Fast bis Mitternacht zog sich der Einsatz hin, zumeist flog der Pilot bei völliger Dunkelheit. Ein solcher Einsatz erfordere höchste Konzentration, sagt Markus Leitner, Sprecher des BRK im Berchtesgadener Land. Er kennt solche Bedingungen. "Die erfordern eine reibungslose Verständigung zwischen Rettern und Hubschrauber-Crew."

Die Piloten würden mit sogenannten Bildverstärker-Brillen fliegen, mit denen sie die Umgebung zwar taghell, aber nur mit eingeschränktem Blickfeld, zweidimensional und einfarbig sähen. Retter am Boden dürften sie auf keinen Fall mit Lampen oder anderen Lichtquellen direkt anleuchten, weil sie sonst geblendet würden.

"Man hätte die dort auch zu Fuß runtergebracht"

"Nächtliche Hubschrauber-Windeneinsätze sind keine Selbstverständlichkeit und erfordern große Erfahrung und Routine der Besatzung." Das Abschätzen von Entfernungen zum Boden oder zu einer Felswand sei nur mit viel Flugerfahrung und mit Hilfe zusätzlicher Informationen der Retter im Gelände möglich, sagt Leitner.

Die Bergretter nahmen den vierstündigen Einsatz trotzdem gelassen. "Man hätte die dort zu Fuß auch runtergebracht", sagt Einsatzleiter Eder. Es wäre dann halt "viel mehr Action" nötig gewesen. "Wir sind froh, dass wir die Unterstützung der Hubschrauber hatten." Absturzgefahr habe nicht bestanden. Die Rettungssaison am Watzmann habe dieses Jahr ohnehin ruhig angefangen, sagt Thomas Meeß, der stellvertretende Bereitschaftsleiter der Ramsauer Bergwacht. Das sei nun wohl vorbei.

Seine Männer sind für einen Großteil des Watzmanns zuständig, der besonders im Sommer Bergsteiger aus ganz Deutschland und darüber hinaus anzieht. Immer wieder retten sie auch Menschen, die ohne geeignete Vorbereitung und passende Ausrüstung ihre Tour aufgeben müssen. Deshalb überrascht sie die Auskunft der Kollegen von der Polizei nur wenig, dass sich die Studenten aus Indonesien leichtfertig selbst in Gefahr gebracht hätten.

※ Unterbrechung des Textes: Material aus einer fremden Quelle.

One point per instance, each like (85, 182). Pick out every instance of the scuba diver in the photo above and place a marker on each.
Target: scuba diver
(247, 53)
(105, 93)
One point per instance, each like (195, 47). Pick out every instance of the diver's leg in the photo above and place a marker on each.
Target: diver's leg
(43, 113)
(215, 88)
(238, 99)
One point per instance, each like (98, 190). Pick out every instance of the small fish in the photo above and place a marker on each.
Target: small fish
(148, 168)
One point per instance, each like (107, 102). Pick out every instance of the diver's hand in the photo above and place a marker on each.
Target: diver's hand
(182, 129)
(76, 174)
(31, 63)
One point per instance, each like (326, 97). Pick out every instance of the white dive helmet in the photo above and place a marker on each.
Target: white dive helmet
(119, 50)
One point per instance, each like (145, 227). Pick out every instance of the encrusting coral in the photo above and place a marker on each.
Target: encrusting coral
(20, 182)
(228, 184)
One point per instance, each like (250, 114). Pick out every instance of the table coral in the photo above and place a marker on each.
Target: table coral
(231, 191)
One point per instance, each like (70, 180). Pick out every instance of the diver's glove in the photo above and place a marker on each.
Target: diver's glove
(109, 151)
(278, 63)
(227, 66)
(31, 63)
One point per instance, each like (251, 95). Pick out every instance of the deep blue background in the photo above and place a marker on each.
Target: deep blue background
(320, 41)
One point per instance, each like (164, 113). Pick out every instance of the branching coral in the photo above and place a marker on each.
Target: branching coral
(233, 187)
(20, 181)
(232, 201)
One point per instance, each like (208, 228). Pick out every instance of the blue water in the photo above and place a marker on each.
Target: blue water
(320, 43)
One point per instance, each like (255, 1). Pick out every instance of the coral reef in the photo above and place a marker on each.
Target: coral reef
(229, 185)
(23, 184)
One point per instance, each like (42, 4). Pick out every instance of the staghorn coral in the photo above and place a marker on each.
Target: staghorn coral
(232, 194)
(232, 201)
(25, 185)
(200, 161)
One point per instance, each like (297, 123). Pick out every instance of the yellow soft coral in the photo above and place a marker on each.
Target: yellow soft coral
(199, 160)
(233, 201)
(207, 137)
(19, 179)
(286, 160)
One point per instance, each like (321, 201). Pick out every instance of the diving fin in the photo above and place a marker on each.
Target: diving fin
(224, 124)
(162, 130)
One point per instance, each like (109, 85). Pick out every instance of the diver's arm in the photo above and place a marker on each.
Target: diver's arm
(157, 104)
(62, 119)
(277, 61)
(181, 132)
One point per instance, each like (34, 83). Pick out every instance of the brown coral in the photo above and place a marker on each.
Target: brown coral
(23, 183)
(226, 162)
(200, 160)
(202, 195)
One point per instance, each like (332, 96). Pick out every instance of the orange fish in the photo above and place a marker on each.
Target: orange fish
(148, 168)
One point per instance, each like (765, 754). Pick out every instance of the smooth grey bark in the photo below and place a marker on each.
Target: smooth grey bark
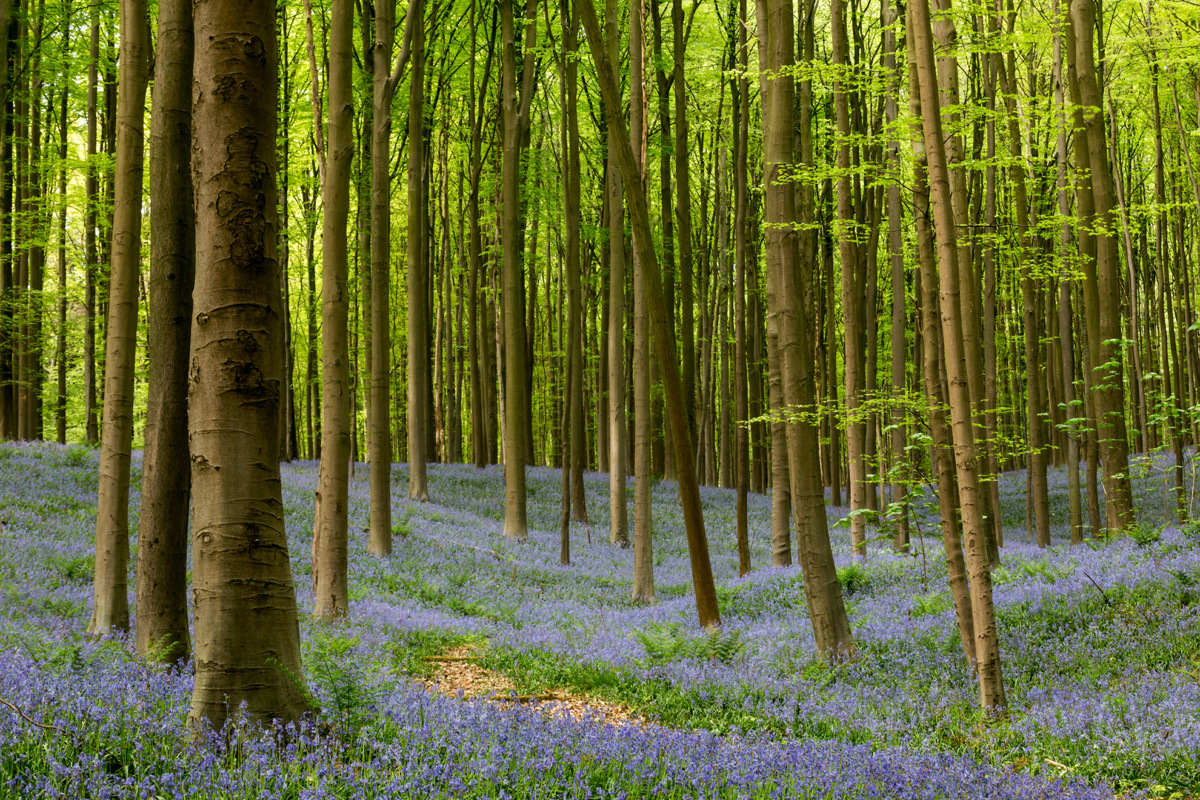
(166, 476)
(247, 633)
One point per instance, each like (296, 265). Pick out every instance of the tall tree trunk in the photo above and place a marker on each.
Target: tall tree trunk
(111, 608)
(895, 251)
(851, 296)
(742, 226)
(166, 482)
(418, 269)
(827, 609)
(7, 397)
(241, 569)
(618, 525)
(672, 384)
(643, 545)
(330, 563)
(683, 216)
(60, 344)
(515, 421)
(91, 266)
(930, 368)
(1035, 372)
(988, 667)
(574, 289)
(1109, 385)
(1065, 312)
(379, 434)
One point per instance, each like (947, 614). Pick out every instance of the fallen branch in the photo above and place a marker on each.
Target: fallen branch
(30, 720)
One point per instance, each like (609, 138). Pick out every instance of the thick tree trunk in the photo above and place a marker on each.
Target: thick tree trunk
(988, 667)
(111, 608)
(643, 543)
(827, 609)
(418, 270)
(166, 481)
(247, 637)
(672, 384)
(330, 563)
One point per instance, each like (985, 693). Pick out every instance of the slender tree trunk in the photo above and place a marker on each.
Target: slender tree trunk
(618, 527)
(827, 611)
(742, 224)
(1065, 312)
(895, 251)
(643, 543)
(60, 346)
(1109, 386)
(241, 569)
(689, 488)
(166, 482)
(930, 368)
(515, 421)
(683, 216)
(988, 667)
(1035, 372)
(109, 596)
(418, 268)
(330, 563)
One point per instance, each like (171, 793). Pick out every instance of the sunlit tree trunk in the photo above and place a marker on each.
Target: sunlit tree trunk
(166, 480)
(827, 609)
(689, 489)
(240, 560)
(111, 608)
(988, 667)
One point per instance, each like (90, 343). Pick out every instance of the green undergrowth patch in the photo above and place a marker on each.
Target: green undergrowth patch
(413, 653)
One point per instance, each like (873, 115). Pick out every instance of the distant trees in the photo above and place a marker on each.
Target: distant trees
(247, 635)
(540, 296)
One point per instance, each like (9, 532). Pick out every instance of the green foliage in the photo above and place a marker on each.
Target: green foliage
(664, 643)
(853, 578)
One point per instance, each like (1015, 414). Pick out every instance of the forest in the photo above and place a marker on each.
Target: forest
(539, 400)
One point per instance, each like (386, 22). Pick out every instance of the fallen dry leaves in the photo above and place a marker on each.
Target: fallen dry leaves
(457, 674)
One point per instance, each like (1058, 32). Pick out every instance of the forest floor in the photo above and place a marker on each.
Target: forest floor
(475, 666)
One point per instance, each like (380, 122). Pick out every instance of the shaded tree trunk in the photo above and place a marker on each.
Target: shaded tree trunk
(166, 481)
(109, 595)
(241, 569)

Die Gruppe sei "zum Teil mit nicht tauglichem Schuhwerk ausgerüstet" gewesen und hätte "viel zu schwere Rucksäcke" dabei gehabt, hieß es nach dem Einsatz. Die 14 jungen Frauen und Männer, die alle mit einem Schrecken davonkamen, konnten auf der bewirtschafteten Kührointalm übernachten. Damit sollten sie ihr Abenteuer beenden, rieten ihnen die Polizei. "Von einer weiteren Tour wurde der Gruppe dringend abgeraten", heißt es.